Based on the best-selling novel by Ian McEwan and starring Keira
Knightley, whom Wright also directed in "Pride and Prejudice," the film
also features Vanessa Redgrave, 70, who plays Knightley's character in
later years.

Also Wednesday, Ang Lee will unveil his greatly anticipated erotic spy
thriller "Se, Jie" (Lust, Caution), set in Shanghai in the 1940s.

Lee's "Brokeback Mountain" took the top prize in Venice in 2005.

This year's Mostra, which runs through September 8, has a bumper crop of
American and British selections, while also remaining true to its
tradition of showcasing Asian cinema.

Nine of the 22 films in the main competition are British or American,
including Kenneth Branagh's mystery thriller "Sleuth" with Michael Caine
and Jude Law, and Ken Loach's "It's a Free World."

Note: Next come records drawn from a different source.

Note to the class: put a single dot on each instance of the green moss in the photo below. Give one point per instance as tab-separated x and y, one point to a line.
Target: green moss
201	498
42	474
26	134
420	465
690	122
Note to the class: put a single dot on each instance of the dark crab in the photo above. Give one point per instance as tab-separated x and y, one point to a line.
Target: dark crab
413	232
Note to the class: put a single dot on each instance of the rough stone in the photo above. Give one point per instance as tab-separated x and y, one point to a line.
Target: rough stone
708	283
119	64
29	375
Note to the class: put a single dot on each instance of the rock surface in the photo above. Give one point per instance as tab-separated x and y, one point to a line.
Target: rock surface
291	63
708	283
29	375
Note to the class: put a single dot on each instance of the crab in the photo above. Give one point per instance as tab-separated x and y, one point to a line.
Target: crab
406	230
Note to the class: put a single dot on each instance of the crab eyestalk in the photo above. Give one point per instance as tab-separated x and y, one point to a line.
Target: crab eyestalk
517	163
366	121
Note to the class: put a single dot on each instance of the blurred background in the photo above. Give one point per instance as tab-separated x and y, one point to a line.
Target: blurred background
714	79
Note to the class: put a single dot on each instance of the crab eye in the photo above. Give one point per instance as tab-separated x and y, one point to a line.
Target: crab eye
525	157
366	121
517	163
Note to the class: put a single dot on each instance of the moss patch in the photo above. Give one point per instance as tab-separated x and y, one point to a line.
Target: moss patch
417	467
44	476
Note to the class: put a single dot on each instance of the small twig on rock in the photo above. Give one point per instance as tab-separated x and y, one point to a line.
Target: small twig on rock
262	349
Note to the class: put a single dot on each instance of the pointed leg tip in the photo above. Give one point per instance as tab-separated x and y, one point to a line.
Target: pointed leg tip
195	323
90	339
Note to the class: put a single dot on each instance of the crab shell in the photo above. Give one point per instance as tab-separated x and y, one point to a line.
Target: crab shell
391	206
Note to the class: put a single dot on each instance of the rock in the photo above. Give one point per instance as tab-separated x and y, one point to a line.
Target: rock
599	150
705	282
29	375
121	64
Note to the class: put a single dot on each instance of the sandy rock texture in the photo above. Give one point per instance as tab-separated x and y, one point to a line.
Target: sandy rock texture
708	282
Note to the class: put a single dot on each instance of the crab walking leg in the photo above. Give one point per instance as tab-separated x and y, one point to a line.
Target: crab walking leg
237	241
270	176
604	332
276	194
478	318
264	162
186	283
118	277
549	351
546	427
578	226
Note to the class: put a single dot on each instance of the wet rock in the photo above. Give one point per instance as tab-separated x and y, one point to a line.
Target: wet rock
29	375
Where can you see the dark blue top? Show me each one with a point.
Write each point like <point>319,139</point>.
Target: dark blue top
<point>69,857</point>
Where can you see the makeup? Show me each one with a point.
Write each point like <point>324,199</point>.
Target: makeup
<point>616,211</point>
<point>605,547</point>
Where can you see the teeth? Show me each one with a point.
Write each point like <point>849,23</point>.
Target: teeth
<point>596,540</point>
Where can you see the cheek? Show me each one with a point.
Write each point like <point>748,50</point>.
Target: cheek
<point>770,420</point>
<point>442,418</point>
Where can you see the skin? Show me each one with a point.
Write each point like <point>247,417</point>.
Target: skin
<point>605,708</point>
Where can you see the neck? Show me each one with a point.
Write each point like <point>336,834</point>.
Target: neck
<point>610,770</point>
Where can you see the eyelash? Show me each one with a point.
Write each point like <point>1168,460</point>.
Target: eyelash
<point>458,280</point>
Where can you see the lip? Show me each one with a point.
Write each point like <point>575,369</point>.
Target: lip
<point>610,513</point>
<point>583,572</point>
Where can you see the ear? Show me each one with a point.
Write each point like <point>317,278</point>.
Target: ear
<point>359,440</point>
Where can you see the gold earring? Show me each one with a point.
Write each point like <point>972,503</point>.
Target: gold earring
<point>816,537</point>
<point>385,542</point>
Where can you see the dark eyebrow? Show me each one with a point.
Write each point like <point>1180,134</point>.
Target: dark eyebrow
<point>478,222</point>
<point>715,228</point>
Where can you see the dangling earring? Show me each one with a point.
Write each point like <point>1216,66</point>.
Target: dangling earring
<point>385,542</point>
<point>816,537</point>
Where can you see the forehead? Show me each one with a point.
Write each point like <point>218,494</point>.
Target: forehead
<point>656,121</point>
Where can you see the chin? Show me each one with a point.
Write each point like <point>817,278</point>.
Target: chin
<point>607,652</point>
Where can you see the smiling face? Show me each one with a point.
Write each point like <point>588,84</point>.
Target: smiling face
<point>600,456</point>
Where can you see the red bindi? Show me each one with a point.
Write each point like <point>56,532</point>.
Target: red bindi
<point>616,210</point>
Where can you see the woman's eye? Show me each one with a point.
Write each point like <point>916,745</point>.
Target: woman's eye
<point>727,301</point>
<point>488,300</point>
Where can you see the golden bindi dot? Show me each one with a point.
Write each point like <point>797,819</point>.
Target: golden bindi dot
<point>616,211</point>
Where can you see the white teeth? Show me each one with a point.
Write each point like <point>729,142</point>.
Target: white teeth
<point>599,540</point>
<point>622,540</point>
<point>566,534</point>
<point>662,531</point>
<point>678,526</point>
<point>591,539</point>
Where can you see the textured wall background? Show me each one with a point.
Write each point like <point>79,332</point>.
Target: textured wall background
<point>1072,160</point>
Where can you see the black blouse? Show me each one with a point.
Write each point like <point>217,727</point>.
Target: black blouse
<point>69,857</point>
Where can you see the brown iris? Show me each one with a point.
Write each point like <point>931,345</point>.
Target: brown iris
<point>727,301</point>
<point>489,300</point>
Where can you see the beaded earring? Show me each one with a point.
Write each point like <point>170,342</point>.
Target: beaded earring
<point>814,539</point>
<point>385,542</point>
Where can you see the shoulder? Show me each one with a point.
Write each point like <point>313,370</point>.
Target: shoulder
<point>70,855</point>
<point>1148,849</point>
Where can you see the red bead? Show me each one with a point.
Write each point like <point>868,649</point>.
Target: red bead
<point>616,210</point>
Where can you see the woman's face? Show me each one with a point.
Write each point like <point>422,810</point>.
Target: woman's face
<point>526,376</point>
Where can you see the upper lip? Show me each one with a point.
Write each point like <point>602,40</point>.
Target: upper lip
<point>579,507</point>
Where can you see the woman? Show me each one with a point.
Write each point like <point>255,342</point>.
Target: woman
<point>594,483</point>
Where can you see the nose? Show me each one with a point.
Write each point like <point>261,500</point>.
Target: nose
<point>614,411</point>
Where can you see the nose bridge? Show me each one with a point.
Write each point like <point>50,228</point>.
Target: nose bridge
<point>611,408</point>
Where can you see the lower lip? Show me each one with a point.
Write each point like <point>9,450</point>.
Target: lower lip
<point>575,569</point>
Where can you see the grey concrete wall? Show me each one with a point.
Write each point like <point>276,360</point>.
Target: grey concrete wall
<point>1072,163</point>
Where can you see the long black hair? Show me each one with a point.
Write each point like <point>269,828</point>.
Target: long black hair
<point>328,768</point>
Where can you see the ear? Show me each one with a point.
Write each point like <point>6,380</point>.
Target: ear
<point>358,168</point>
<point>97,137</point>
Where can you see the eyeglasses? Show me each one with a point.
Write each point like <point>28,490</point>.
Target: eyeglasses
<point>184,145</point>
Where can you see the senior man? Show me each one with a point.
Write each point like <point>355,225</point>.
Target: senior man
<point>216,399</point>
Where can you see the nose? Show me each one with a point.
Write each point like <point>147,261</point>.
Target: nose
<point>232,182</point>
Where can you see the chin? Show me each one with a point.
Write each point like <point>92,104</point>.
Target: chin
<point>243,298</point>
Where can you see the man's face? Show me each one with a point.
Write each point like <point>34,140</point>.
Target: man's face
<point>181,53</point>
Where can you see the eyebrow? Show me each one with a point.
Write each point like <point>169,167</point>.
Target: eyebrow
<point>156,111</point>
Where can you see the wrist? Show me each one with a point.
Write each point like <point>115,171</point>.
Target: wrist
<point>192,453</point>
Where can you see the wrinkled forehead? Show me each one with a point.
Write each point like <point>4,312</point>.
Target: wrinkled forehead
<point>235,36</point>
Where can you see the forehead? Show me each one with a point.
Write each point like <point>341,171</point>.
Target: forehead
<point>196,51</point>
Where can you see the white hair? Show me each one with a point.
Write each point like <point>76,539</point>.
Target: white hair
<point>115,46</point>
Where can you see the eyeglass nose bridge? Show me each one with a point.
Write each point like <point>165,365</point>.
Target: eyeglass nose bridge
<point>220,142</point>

Chinese director Jiang Wen will offer "Taiyang Zhaochang Shengqi" (The
Sun Also Rises), a quartet of stories that dovetail together in the end.
From Japan there is Miike Takashi's "Sukiyaki Western Django," a complex
tale of dirty tricks, betrayal, desire and love.

All 22 of the films in competition will be world premieres, a feat
achieved only once before -- last year.

Another 22 films will vie for prizes in the avant-garde Horizons and
Horizons Documentaries categories, while 13 will be screened out of
competition.

George Clooney stars in "Michael Clayton" by Tony Gilroy, while Brad Pitt
plays Jesse James in Andrew Dominik's "The Assassination of Jesse James
by the Coward Robert Ford."

Contemporary life and war are common threads to many of this year's
selections.

The war in Iraq inspired Brian De Palma's "Redacted," which portrays the
rape and murder of an Iraqi teenager by US soldiers, as well as Paul
Haggis' "In the Valley of Elah," in which a career military man played by
Tommy Lee Jones investigates the disappearance of his son, a soldier in
Iraq.

Co-starring with Jones are Susan Sarandon and Charlize Theron.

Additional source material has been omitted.